I pressed my forehead against the window. Any minute now, I’d wake up. But the ring felt real in my grasp. In the dream the boy hadn’t answered my question. Now he had. This was the answer, wasn’t it? The boy under the ice wasn’t an angel. He was Kit Barrington.

Only Kit Barrington was dead.

My breath seemed trapped in my throat. I must be delirious. It couldn’t be real. I even considered waking Eliza up, because of a sudden I was fearful. It all felt too much, too strange. I hadn’t the wits for this. I didn’t ask to be part of some dark business, where dead people were haunting my dreams.

It was very nearly light now. Behind me, the bedsprings creaked as Eliza turned over. I realised how chilled I was, how my teeth were chattering and my hands shaking with cold. I crept back into bed, all the time keeping hold of the ring, which seemed to grow warm in my grasp.

Sure enough, the fear began to lift. Did it matter if Kit was a ghost? I had no reason to fear him. He’d saved my life, after all. And he really was the finest-looking boy I’d ever seen. What’s more, he was counting on me to help him. It felt like an honour, really it did. My own ma wouldn’t trust me to darn a flipping sock.

As I lay listening to the hush of falling snow, and the church clock as it chimed the hour, I grew calmer. I pushed the ring onto my finger. It slid over my knuckle, cool and tight, as if it had been made for me.

*

When I woke again it was proper morning. The room was full of cold white light. Snow light.

‘Still snowing,’ said Eliza. ‘Ma’s up already, clearing the front path. Don’t know why she’s bothering.’

She’d propped herself up on the pillows, and even though I was only half awake, I sensed something was troubling her.

‘Tilly?’ She sounded serious. It didn’t bode well. ‘Can you keep a secret?’

My heart sank. I was rubbish at keeping secrets. But she’d got my attention, so I pushed my hair out of my eyes and sat up. I must have nodded because she said, ‘Good,’ and started rummaging under the bed. She pulled out a book. Between the pages was what looked like a piece of paper.
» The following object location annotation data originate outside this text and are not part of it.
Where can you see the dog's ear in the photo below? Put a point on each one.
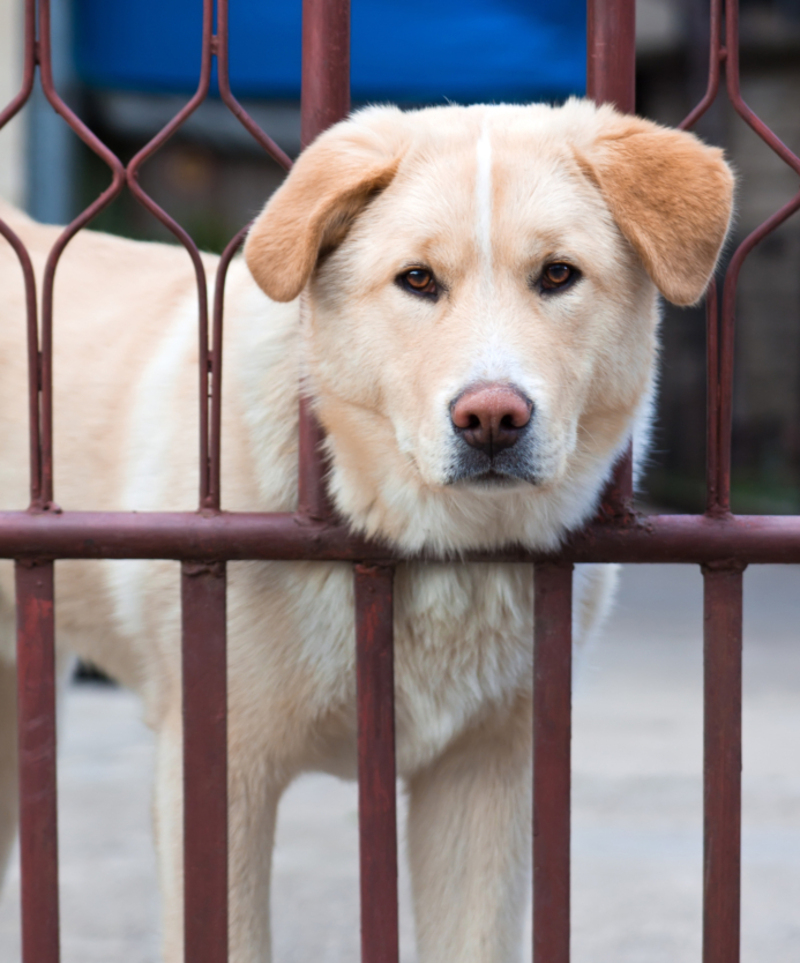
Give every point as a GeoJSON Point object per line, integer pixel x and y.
{"type": "Point", "coordinates": [329, 184]}
{"type": "Point", "coordinates": [670, 195]}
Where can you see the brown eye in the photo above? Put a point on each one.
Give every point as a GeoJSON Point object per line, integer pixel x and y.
{"type": "Point", "coordinates": [419, 281]}
{"type": "Point", "coordinates": [557, 275]}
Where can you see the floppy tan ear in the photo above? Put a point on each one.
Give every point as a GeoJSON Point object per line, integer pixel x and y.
{"type": "Point", "coordinates": [671, 196]}
{"type": "Point", "coordinates": [328, 185]}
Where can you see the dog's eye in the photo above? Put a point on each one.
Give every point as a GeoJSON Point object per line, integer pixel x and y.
{"type": "Point", "coordinates": [419, 281]}
{"type": "Point", "coordinates": [557, 276]}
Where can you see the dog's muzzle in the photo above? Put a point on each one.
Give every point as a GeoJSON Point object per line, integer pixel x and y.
{"type": "Point", "coordinates": [492, 424]}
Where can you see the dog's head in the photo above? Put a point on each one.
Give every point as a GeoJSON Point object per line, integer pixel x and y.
{"type": "Point", "coordinates": [482, 286]}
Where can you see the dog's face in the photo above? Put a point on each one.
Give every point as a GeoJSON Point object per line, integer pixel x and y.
{"type": "Point", "coordinates": [482, 313]}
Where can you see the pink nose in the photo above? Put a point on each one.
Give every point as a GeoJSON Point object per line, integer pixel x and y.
{"type": "Point", "coordinates": [490, 417]}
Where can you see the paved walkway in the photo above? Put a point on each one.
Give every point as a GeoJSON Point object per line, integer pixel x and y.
{"type": "Point", "coordinates": [637, 845]}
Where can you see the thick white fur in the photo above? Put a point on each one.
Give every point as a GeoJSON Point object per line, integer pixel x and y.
{"type": "Point", "coordinates": [485, 197]}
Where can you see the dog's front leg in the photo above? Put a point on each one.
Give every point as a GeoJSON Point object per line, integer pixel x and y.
{"type": "Point", "coordinates": [253, 802]}
{"type": "Point", "coordinates": [470, 841]}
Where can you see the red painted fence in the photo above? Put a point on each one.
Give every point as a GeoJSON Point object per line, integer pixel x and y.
{"type": "Point", "coordinates": [204, 541]}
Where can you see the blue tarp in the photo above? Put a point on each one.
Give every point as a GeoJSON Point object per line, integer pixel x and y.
{"type": "Point", "coordinates": [466, 50]}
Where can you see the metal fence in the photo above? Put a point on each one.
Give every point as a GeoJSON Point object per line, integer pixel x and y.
{"type": "Point", "coordinates": [203, 541]}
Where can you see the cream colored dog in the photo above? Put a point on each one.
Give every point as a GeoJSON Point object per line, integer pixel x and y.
{"type": "Point", "coordinates": [480, 340]}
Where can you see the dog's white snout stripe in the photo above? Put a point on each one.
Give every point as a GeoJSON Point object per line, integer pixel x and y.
{"type": "Point", "coordinates": [483, 200]}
‘Now, this is the secret part what you’re not to tell,’ she said, taking the paper out and smoothing it over her knee. ‘Ma would go hopping mad, and we don’t know for certain.’

I’d not the faintest notion what she was on about.

Three words jumped off the page:

WHITE STAR SHIPPING’.

This didn’t make matters much clearer.

‘When Pa went off to the railways, he left his best jacket behind. I found this in the pocket,’ said Eliza, meaning the piece of paper.

‘You went through his pockets?!’

She shrugged, unfazed. ‘Someone needs to ask questions. People don’t just not come home. I’ve asked folk in the village too.’

‘And?’

‘No one’s seen him. Not even at the alehouse.’

‘So where d’you think he is?’

She turned to face me. Her eyes were bright. ‘You know he had those dreams?’

I did, all too well.

One day, Tilly, he’d say, we’ll find a house with some land and keep our own pigs for market, and we won’t owe nobody nothing. Won’t that be grand? Then Ma would tell him not to be daft because you couldn’t do it all on thin air, and she’d share looks with Eliza, who’d start yawning. Neither of them had ever listened. Not like I did.

‘Looks like this was one of them,’ she said to me now. ‘And what a dream to have!’

The piece of paper was a flyer, the sort that people handed out in the street when they wanted to sell you something. I started to feel sick as I focused on the words.

STEAM SHIP’ and ‘STEERAGE CLASS’.

‘£7 A TICKET.’

LIVERPOOL TO NEW YORK IN UNDER TEN DAYS!’

‘He wouldn’t!’ I cried, staring at Eliza in horror.

‘But America! Just imagine it!’

‘Well, if he did go he’d take us with him.’

‘Huh! Would he?’

I wasn’t sure either. How many hours had I sat at his feet, listening to him paint a merry picture of the life we’d one day have? And now I struggled to even remember what his voice sounded like. I hid my face in my hands and began to cry.

‘Blimey Tilly!’ Eliza gasped. ‘Where d’you get that?’

I parted my fingers to see my sister kneeling over me, her hair tucked behind her ears. Her eyes were nearly popping out of her head.

Oh flip!

I was still wearing Kit’s ring. I whipped my hand back under the covers. Too late. She grabbed my wrist hard.

‘Let me see!’ she hissed.

I snatched my arm back. ‘Keep your beak out of it!’

‘I’ll just have to tell Ma, then.’

‘Try it,’ I said, ‘and I’ll be telling your secret too.’